I think you might not be seeing the issue because you have a narrow window, like on an old Apple Portrait monitor. I have a browser window that has roughly the same dimensions as a standard 27" screen.

Well no, because depending on how you set your window this becomes an issue for some users.

That on the other hand is absolutely correct (long time LaTeX user here). But then again newspapers give us several columns side by side. The new site doesn’t – at least not as far as I can tell. I’d have to set up my browser window like you and then have several such browsers running side by side to emulate what newspapers do.

I’d have no problem with using narrow columns if you’d give us side-by-side columns. But if we cannot have that and what we get instead is an iPhone-site like single stream, then I need to be able maximize its width. After all, why should I scroll through headlines, if I have plenty of screen real estate to see everything at one quick glance. That’s why we buy expensive large screens in the first place! If I want to see what’s new, in principle seeing the top most article would be ok, but since the latest articles do not necessarily end up on top I need to see more. That’s what I want in that white space: more articles. Content instead of white space.

If there is no decent one size fits all solution, I would argue for giving people options. Let users chose a high-density layout, of course it’s perfectly ok to keep the low-density as the default. Something like that. There must be a better solution than forcing all people on various kinds of screens to adapt to somebody else’s single preference.
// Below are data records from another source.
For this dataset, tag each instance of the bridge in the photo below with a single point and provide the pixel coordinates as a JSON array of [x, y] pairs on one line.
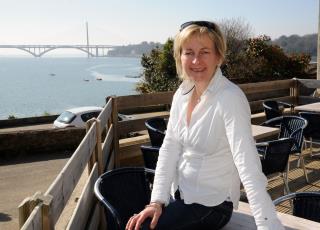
[[40, 50]]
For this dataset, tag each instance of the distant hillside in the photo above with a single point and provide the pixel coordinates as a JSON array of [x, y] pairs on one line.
[[299, 44], [133, 50]]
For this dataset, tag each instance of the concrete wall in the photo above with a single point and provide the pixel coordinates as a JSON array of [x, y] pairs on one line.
[[37, 141]]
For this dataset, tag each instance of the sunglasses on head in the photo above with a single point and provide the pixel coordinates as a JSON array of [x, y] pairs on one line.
[[209, 25]]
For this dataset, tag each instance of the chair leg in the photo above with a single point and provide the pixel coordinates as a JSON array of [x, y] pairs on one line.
[[286, 189], [304, 168], [287, 173]]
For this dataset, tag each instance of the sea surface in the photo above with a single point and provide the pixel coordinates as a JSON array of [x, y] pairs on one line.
[[38, 86]]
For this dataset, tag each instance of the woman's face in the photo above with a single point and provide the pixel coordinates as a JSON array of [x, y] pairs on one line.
[[199, 59]]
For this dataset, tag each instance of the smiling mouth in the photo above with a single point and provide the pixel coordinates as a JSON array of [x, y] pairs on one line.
[[198, 70]]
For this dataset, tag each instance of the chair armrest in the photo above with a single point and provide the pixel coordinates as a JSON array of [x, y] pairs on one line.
[[262, 144], [286, 105], [283, 198]]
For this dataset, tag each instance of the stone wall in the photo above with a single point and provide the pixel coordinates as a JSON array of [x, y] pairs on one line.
[[37, 141], [27, 121]]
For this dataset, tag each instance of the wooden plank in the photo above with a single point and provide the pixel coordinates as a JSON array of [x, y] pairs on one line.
[[125, 127], [266, 86], [111, 162], [310, 83], [134, 141], [107, 145], [105, 115], [34, 222], [268, 94], [260, 132], [132, 101], [85, 203], [307, 100], [93, 222], [243, 219], [67, 179], [256, 106], [313, 107]]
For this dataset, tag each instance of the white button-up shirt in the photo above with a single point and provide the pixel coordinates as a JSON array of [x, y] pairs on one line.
[[207, 159]]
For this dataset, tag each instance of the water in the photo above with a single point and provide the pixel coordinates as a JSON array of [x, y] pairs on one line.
[[35, 86]]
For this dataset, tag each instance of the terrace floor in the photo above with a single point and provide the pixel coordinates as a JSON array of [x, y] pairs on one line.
[[297, 182]]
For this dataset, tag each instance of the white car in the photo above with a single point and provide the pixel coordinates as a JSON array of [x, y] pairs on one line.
[[77, 117]]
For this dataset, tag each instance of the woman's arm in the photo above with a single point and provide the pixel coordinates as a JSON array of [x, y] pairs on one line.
[[168, 156], [236, 114]]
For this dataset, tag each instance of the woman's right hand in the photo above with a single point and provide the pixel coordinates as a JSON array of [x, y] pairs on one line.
[[152, 210]]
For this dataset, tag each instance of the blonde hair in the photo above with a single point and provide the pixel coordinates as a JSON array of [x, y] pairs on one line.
[[186, 33]]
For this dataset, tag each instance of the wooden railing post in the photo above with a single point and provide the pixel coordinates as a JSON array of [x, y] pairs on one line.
[[98, 150], [115, 130], [295, 91], [93, 156]]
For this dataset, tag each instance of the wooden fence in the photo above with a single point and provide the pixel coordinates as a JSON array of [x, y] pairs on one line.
[[41, 211]]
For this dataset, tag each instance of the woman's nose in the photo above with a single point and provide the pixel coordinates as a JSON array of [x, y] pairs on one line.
[[195, 59]]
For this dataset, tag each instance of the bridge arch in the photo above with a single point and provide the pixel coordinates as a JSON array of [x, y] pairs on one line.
[[40, 50]]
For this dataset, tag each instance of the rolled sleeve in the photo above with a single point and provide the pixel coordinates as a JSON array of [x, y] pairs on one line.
[[236, 116], [168, 159]]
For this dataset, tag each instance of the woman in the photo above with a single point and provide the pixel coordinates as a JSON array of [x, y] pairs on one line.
[[208, 145]]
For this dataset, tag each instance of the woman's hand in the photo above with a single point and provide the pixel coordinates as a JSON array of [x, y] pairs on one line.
[[152, 210]]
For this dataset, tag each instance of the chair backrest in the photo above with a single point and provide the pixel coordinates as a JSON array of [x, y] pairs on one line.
[[271, 109], [276, 156], [290, 126], [123, 192], [313, 128], [150, 156], [293, 126], [156, 128], [305, 204]]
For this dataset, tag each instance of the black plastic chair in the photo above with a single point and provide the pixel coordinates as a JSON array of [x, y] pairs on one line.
[[156, 128], [274, 156], [123, 192], [273, 109], [304, 204], [312, 131], [150, 156], [291, 127]]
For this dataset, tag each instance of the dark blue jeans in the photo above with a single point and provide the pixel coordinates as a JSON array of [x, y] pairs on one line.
[[180, 216]]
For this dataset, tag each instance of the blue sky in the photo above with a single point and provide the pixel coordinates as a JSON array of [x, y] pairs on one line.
[[132, 21]]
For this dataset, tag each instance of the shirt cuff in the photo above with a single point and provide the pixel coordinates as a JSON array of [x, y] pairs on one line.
[[273, 224]]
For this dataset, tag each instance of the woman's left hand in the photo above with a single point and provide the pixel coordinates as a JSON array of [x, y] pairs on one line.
[[152, 210]]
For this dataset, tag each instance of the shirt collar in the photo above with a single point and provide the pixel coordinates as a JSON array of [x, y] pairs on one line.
[[187, 85]]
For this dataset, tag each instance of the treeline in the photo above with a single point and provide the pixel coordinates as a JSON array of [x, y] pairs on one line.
[[134, 50], [306, 44]]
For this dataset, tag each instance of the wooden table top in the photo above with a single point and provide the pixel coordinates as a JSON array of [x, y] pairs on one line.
[[260, 132], [313, 107], [242, 219]]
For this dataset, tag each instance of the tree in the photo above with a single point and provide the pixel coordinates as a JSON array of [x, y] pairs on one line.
[[159, 70], [247, 60]]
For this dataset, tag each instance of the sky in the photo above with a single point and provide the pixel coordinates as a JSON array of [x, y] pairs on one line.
[[122, 22]]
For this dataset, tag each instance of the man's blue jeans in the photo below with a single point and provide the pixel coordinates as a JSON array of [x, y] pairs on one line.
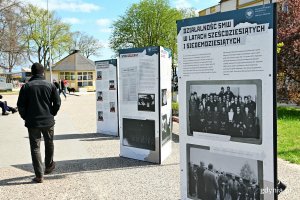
[[35, 140]]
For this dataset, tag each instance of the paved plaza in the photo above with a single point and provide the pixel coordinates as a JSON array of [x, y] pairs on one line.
[[89, 165]]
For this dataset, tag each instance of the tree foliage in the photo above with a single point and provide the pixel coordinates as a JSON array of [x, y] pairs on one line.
[[12, 26], [147, 23], [88, 45], [37, 35], [289, 55]]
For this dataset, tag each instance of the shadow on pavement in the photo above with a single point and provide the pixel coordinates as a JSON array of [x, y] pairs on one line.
[[86, 136], [25, 180], [88, 165]]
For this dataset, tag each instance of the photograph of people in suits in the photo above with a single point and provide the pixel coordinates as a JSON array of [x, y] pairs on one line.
[[100, 115], [112, 85], [231, 112], [213, 176], [99, 75], [112, 107], [99, 96], [146, 102]]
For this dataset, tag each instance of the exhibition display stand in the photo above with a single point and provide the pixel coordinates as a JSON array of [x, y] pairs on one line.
[[227, 95], [107, 97], [145, 112]]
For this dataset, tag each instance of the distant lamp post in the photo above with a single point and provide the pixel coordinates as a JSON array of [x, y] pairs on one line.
[[49, 44]]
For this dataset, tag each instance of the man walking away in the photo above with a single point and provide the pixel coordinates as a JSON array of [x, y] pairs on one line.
[[38, 103]]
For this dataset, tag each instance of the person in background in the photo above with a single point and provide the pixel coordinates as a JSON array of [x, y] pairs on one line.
[[5, 108], [62, 88]]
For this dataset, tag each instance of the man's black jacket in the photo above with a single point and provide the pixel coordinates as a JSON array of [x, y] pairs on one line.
[[38, 102]]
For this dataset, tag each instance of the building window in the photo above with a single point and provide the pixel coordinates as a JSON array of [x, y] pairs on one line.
[[67, 76], [85, 79]]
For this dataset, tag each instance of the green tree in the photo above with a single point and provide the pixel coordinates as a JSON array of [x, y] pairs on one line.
[[12, 26], [288, 79], [88, 45], [36, 35], [148, 23]]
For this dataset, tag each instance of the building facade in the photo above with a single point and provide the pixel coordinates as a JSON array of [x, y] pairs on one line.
[[79, 71]]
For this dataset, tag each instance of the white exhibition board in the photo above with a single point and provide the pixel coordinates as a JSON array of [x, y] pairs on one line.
[[227, 106], [141, 110], [107, 97]]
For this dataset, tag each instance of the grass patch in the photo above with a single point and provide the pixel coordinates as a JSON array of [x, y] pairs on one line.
[[288, 139]]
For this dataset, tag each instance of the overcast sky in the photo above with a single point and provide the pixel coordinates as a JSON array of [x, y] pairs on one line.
[[95, 17]]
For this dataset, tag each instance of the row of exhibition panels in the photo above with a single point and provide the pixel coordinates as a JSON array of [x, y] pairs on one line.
[[224, 58], [133, 101]]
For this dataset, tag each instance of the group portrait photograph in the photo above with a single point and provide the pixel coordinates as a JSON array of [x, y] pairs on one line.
[[230, 108]]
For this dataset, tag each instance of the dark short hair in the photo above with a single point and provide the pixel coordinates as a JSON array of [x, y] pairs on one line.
[[37, 68]]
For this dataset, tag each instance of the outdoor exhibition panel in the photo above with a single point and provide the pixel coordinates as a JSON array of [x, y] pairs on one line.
[[227, 82], [145, 103], [107, 97]]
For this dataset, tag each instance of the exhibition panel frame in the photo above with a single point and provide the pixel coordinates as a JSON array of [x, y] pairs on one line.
[[145, 112], [107, 97], [227, 87]]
It looks more data-rich for sure. Thank you!

I’m not here to design it, just would have reduced the font size and kept more white space. But That’s Me. And it’s your site to design. Glad it has more stuff on it, for sure.

Umm, yes, because a full-width screen makes little sense. Either site will set a column width, like we do, and you’ll get a ton of white space, or they won’t and you’ll get line lengths that are insane. Go look at The Verge, or Ars Technica, or nearly any other publication, and they’ll fail on that wide of a screen too. And this isn’t new — our previous site had an even narrower column width.
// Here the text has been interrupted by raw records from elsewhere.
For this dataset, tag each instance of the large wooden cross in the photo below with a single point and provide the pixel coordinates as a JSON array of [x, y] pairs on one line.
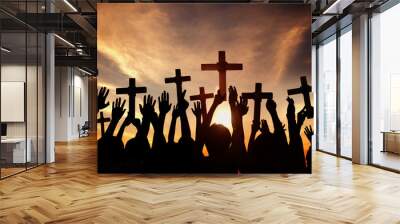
[[304, 89], [222, 66], [178, 80], [257, 96], [102, 120], [131, 91], [202, 97]]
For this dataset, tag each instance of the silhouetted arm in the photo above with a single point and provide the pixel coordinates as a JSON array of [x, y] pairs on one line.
[[185, 128], [101, 98], [116, 114], [290, 114], [197, 113], [238, 110], [171, 133], [254, 129], [164, 106], [147, 110], [218, 99], [128, 120]]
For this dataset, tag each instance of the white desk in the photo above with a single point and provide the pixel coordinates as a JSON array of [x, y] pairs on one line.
[[18, 149]]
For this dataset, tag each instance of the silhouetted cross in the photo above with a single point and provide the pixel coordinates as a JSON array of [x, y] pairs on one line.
[[102, 120], [221, 66], [178, 80], [257, 96], [304, 89], [202, 97], [131, 91]]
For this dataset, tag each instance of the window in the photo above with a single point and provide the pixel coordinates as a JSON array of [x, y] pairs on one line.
[[326, 121], [385, 89], [345, 42]]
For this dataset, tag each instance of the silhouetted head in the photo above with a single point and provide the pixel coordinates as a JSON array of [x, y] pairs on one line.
[[218, 139]]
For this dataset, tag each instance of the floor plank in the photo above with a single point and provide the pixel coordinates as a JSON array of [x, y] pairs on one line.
[[71, 191]]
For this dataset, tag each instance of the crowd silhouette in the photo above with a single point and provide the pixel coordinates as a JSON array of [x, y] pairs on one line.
[[266, 151]]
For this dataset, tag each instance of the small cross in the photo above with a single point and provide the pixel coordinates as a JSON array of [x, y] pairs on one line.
[[102, 120], [178, 80], [222, 66], [202, 97], [304, 89], [257, 96], [131, 91]]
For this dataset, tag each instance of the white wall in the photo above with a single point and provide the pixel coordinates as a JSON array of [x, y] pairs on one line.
[[71, 103]]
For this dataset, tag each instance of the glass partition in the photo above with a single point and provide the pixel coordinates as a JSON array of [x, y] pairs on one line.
[[346, 95], [326, 122], [22, 78], [385, 89]]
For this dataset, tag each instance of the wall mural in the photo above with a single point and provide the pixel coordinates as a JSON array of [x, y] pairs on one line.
[[205, 88]]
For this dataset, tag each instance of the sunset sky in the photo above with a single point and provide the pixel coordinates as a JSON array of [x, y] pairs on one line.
[[149, 41]]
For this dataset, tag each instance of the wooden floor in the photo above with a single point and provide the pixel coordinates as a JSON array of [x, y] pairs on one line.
[[70, 191]]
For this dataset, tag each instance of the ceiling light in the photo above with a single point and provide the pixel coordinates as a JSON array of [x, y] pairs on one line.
[[5, 50], [70, 5], [64, 40], [84, 71], [337, 7]]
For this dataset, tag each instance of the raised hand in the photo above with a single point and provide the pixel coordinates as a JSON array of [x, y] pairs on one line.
[[175, 111], [264, 127], [196, 109], [118, 109], [147, 109], [301, 116], [232, 95], [271, 105], [101, 98], [308, 131], [290, 108], [163, 103], [255, 126], [242, 106], [219, 98]]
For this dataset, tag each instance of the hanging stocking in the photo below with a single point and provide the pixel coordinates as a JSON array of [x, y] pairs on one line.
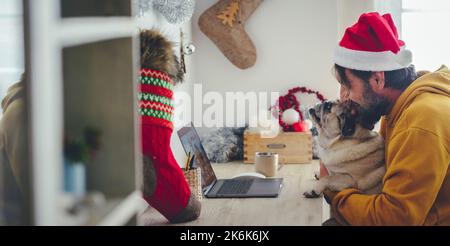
[[224, 24], [165, 187]]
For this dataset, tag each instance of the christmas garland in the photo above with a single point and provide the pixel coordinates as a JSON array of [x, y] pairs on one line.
[[289, 101]]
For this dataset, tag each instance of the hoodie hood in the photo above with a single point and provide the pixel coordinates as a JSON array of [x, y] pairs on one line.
[[437, 82], [15, 92]]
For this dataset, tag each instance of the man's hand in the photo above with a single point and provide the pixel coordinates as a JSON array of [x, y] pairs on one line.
[[329, 195]]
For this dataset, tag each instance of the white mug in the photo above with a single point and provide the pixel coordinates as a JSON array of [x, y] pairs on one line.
[[266, 163]]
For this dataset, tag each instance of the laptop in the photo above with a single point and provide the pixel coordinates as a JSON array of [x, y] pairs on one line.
[[224, 188]]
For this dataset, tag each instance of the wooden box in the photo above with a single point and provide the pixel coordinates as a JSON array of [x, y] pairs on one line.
[[292, 147]]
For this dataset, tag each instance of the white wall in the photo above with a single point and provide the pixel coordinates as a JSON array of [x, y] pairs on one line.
[[295, 40]]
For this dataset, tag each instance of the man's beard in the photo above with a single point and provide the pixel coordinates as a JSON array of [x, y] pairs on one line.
[[372, 109]]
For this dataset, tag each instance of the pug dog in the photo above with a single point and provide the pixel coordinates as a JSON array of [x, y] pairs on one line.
[[351, 152]]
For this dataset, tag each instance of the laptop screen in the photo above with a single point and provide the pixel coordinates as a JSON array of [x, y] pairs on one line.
[[191, 143]]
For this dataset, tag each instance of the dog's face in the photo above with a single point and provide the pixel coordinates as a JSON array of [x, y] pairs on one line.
[[333, 119]]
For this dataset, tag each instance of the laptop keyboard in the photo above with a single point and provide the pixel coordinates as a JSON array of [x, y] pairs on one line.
[[234, 186]]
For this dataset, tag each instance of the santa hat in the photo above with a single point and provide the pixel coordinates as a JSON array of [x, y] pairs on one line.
[[372, 44]]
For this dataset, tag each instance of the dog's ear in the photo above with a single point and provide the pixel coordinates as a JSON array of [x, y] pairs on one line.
[[348, 124]]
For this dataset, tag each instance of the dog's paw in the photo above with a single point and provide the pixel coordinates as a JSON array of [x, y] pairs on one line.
[[311, 194], [317, 175]]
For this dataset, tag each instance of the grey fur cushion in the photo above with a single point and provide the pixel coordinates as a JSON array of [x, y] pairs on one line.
[[223, 144]]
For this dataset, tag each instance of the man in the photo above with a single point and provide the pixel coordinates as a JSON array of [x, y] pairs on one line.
[[374, 70]]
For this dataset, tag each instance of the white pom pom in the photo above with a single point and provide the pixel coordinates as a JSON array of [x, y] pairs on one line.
[[175, 11], [290, 116]]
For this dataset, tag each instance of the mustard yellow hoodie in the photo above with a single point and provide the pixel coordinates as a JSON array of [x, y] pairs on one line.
[[416, 187]]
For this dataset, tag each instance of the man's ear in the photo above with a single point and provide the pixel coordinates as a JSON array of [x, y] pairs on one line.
[[348, 124], [376, 81]]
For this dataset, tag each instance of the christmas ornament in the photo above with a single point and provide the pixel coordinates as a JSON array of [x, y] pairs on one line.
[[290, 116], [224, 23], [288, 103]]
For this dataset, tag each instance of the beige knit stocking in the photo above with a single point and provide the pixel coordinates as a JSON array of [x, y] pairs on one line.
[[224, 22]]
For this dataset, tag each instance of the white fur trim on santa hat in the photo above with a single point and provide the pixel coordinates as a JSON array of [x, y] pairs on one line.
[[372, 61]]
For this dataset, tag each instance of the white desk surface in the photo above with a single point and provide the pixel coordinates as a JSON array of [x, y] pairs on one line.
[[290, 208]]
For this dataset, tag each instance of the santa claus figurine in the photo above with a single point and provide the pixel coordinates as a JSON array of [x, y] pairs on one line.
[[165, 187]]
Give me an example of a few publications that are done the way you suggest.

I’m sorry, I should have been more clear. I meant to say same ratio, not dimension. It appears the current site works well for something like 1:2, but my bowser windows (like my screen) are usually closer to 2:1.
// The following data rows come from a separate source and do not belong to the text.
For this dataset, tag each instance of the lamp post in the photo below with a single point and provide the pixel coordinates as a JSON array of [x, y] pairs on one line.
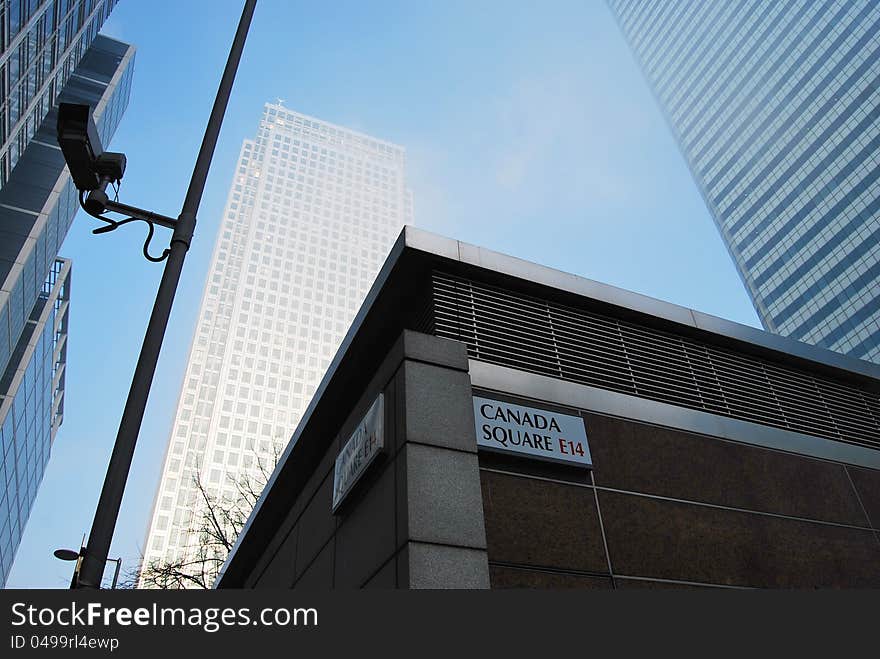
[[71, 555], [94, 556]]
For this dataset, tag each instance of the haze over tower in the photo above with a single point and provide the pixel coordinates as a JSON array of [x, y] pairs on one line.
[[311, 214]]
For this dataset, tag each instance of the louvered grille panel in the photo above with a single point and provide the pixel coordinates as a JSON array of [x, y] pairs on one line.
[[511, 329]]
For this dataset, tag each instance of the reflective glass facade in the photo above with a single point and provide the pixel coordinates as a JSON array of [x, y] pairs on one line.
[[311, 214], [776, 107], [37, 205], [41, 43], [33, 409]]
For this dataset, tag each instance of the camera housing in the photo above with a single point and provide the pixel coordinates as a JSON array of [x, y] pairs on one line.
[[80, 143]]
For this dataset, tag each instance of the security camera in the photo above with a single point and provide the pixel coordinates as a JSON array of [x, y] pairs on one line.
[[80, 144]]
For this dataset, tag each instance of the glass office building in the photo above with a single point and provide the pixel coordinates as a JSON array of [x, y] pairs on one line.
[[41, 44], [776, 107], [312, 212], [37, 205]]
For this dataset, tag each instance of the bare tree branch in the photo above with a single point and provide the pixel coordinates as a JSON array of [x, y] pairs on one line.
[[217, 522]]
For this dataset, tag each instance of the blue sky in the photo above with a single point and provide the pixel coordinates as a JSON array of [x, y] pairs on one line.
[[529, 130]]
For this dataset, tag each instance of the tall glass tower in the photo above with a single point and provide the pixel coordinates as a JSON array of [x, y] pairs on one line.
[[776, 108], [51, 52], [312, 213]]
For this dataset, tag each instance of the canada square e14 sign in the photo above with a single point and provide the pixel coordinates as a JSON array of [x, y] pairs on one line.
[[532, 432]]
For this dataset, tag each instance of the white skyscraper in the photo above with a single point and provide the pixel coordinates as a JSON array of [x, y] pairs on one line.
[[313, 210]]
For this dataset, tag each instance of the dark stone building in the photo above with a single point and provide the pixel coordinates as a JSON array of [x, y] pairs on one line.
[[722, 456]]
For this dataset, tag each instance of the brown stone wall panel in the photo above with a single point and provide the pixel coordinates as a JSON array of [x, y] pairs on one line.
[[385, 578], [319, 574], [365, 538], [316, 525], [280, 572], [507, 577], [644, 458], [541, 523], [669, 540], [867, 483]]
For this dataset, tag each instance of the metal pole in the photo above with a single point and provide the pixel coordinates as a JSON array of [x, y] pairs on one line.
[[118, 562], [107, 512]]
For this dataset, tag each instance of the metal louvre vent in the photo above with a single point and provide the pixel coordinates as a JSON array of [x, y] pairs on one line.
[[511, 329]]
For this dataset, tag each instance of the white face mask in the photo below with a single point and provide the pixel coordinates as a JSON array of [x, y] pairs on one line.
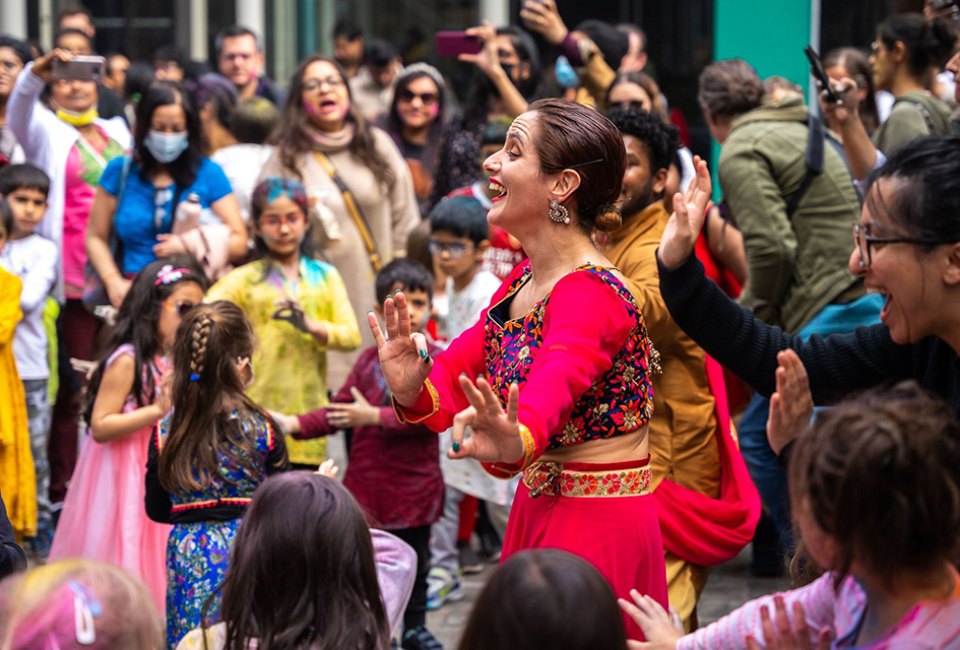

I think the old site layout was actually quite close to the newspaper situation you described. You had narrower columns to make it easier to read, but then you had three of those side by side spanning the whole width. The center was for the articles, left had frequently used links, while the right had links to related articles or software IIRC. The new site almost feels like you left the center the way it was and replaced left and right with white space.

Yes, there were pixels there, but they weren’t useful, or particularly used, so we removed them.

Eye-tracking studies show that no one ever even sees a right-hand column, and if there’s a left-hand column, it occupies the most-looked-at spot with either static content that’s worthless (like on our old site) or dynamic content that distracts from the primary content column.

From the main tidbits site there is no way to get to the talk.tidbits site without

  1. clicking on an article
  2. scrolling to the bottom
  3. clicking the link to discussions
  4. clicking the “Tidbits” logo on talk.tidbits.com.

New email looks great. The length was always impressive, now even more so… Nicely done.

Echoing @lbutlr I do think it would be good to make it easy to jump from main site to talk and back.

Yes, I agree, and I’m looking into the best ways to provide those bi-directional links. Since we were trying to keep the interface from getting cluttered, we erred on the side of fewer links (such as only at the bottom of articles).

One of the problems with testing Discourse is that we didn’t have real-world usage patterns, so things like this were hard to detect. And of course, it was impossible to get a sense of how heavily Discourse would get used.